The EU and US’ stances coincide on many issues related to expansionism (the form of subordinate fascism), a fact which has been confirmed by statistical data research. For example, according to one of the leading analytical centers for Transatlantic policy, the German Marshall Fund, 49% of Americans and 48% of Europeans supported the intervention in Libya while 68% of Americans and 75% of Europeans were in favor of withdrawing troops from Afghanistan.
The American publication Foreign Policy has noted that the EU is a fundamentally technocratic project built on the “Monnet method” named after the French diplomat Jean Monnet, one of the founding fathers of integrated Europe. It was Monnet who proposed to create a common space, not immediately, but gradually through concrete achievements - first through the Coal and Steel Community, then a common market, then a common currency, etc. This is exactly how the contemporary cartel of European oligarchs and officials works: by spreading the hegemony of friendly fascism within the EU and, gradually, step by step, imposing new laws substituting old ones and traditional institutions, establishing control over European citizens’ freedoms (justified by reasons of internal security or the threat of terrorism), and sexual-perversion lobbies achieve amendments to legislation (appealing to gender equality) through the Trotskyist policy of entryism, etc.
Subordinate fascism does not shy away from its older brother. Integration projects and “support” initiatives are realized beyond EU and US borders for developing countries (i.e., states included in plans for further economic and social expansion as part of Euro-Atlantic policy). The Eastern Partnership project which became one of the causes of the current political crisis in Ukraine is also one of these tools initiated by Washington but promoted by the EU under the guise of promoting common values through Brussels’ “soft power.”
We can also mention Jonah Goldberg’s book entitled Liberal Fascism: The Secret History of the American Left, From Mussolini to the Politics of Change.

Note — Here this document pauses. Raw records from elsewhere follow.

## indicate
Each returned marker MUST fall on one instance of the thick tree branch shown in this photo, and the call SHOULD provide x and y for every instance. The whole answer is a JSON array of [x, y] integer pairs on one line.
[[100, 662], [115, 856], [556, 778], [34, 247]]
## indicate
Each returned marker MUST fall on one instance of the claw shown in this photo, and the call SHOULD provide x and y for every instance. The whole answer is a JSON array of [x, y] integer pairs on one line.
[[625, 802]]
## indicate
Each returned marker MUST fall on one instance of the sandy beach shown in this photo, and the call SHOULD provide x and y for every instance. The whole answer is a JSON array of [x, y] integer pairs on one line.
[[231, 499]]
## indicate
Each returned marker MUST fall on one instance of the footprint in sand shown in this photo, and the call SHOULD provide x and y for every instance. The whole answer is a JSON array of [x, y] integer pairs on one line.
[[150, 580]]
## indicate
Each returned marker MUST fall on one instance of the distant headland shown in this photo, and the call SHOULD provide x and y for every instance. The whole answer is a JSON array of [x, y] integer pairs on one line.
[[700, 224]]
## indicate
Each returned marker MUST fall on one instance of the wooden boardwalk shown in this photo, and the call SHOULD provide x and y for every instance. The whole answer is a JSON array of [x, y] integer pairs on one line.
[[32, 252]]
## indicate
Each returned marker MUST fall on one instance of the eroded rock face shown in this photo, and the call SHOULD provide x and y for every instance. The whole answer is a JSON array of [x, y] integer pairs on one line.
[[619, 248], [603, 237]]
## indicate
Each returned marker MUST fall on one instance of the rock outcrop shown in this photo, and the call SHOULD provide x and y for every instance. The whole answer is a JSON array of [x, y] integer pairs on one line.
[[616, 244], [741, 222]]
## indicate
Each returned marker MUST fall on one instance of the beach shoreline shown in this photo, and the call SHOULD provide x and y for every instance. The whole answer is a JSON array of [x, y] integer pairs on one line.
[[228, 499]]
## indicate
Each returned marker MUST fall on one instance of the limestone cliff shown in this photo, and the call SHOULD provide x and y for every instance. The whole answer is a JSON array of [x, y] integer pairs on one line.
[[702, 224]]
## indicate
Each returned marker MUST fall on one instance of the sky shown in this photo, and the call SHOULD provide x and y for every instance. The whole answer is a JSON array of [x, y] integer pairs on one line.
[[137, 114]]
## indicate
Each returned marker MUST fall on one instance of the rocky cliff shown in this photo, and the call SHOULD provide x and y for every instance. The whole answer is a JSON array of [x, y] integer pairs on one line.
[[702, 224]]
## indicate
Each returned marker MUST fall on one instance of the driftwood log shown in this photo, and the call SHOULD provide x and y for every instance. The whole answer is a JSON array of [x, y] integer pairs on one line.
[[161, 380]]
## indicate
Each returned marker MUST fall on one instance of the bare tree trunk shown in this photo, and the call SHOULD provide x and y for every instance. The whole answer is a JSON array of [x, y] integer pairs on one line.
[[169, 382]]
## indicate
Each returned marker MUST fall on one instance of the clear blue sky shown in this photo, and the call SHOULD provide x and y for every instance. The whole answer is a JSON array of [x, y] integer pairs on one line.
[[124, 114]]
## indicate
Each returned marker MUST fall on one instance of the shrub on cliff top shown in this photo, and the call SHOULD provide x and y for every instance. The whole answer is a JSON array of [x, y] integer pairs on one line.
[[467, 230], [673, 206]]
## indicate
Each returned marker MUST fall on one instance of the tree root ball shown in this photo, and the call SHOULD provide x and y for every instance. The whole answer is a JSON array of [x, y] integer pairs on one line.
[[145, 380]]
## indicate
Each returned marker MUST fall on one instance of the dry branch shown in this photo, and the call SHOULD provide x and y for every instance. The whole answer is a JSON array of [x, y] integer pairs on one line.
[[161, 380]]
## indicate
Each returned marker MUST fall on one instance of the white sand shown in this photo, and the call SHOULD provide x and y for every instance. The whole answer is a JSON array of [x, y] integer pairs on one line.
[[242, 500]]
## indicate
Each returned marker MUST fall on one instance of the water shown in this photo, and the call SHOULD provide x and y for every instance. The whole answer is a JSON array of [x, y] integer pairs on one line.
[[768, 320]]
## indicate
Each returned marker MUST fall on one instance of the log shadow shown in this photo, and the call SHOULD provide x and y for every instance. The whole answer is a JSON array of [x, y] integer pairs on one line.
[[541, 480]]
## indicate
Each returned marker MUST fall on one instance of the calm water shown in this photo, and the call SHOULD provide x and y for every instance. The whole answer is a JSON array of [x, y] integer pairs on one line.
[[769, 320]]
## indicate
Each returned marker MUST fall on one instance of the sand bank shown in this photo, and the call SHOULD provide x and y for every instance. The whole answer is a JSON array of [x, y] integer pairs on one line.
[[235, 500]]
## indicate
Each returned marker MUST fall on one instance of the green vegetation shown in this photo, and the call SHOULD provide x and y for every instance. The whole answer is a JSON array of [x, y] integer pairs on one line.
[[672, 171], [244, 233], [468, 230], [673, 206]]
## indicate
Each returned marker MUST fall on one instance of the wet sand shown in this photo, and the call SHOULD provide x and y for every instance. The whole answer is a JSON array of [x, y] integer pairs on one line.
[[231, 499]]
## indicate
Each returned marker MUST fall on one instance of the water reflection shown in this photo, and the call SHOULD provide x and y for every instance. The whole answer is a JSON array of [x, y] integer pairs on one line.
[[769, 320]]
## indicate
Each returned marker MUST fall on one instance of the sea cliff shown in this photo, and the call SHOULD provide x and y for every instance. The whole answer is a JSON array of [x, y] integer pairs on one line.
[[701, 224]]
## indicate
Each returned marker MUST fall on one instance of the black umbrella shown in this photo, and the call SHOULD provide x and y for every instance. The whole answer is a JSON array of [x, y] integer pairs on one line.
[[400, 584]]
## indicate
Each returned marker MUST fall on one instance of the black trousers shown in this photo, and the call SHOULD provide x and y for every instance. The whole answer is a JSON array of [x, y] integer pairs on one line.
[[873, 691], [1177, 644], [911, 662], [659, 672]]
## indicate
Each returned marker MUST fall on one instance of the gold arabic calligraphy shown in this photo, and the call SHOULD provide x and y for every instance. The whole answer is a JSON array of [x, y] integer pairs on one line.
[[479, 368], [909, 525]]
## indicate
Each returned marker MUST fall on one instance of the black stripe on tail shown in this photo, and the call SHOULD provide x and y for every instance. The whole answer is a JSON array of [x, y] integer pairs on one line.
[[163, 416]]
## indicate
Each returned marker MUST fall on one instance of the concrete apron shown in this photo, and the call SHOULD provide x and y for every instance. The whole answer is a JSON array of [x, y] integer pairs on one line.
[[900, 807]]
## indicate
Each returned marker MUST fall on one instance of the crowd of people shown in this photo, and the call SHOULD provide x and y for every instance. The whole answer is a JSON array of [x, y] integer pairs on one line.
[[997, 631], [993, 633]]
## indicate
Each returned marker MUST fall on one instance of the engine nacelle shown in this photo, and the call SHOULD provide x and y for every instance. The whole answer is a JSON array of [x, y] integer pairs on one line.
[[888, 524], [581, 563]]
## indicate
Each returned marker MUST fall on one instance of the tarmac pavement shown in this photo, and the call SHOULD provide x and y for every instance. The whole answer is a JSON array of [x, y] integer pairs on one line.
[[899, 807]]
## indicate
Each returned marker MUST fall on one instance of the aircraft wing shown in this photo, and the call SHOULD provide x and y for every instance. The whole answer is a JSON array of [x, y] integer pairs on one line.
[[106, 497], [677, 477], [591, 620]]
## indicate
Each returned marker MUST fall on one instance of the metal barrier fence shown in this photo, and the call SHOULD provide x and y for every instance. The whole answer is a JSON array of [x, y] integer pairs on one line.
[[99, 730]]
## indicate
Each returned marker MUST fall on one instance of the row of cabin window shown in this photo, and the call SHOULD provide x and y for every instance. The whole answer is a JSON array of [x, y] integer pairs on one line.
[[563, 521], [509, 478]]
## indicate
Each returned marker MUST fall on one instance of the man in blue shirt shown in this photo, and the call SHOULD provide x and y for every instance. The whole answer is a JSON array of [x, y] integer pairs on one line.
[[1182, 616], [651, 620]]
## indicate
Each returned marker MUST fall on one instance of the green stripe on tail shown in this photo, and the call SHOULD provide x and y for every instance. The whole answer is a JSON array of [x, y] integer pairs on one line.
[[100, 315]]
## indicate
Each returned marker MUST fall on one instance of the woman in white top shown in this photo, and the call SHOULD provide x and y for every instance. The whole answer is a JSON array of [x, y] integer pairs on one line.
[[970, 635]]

This book caused quite an uproar in the West largely because of its loud and paradoxical title, but the study overall closely follows the general line of Bertrand Gross pertaining to the threat of the emergence of a new type of totalitarian government. As we can see, this threat is real and more global than before, since it emanates not from a state but from corporations and shady oligarchic elites who do not stop at national borders or the risk of humanitarian disasters.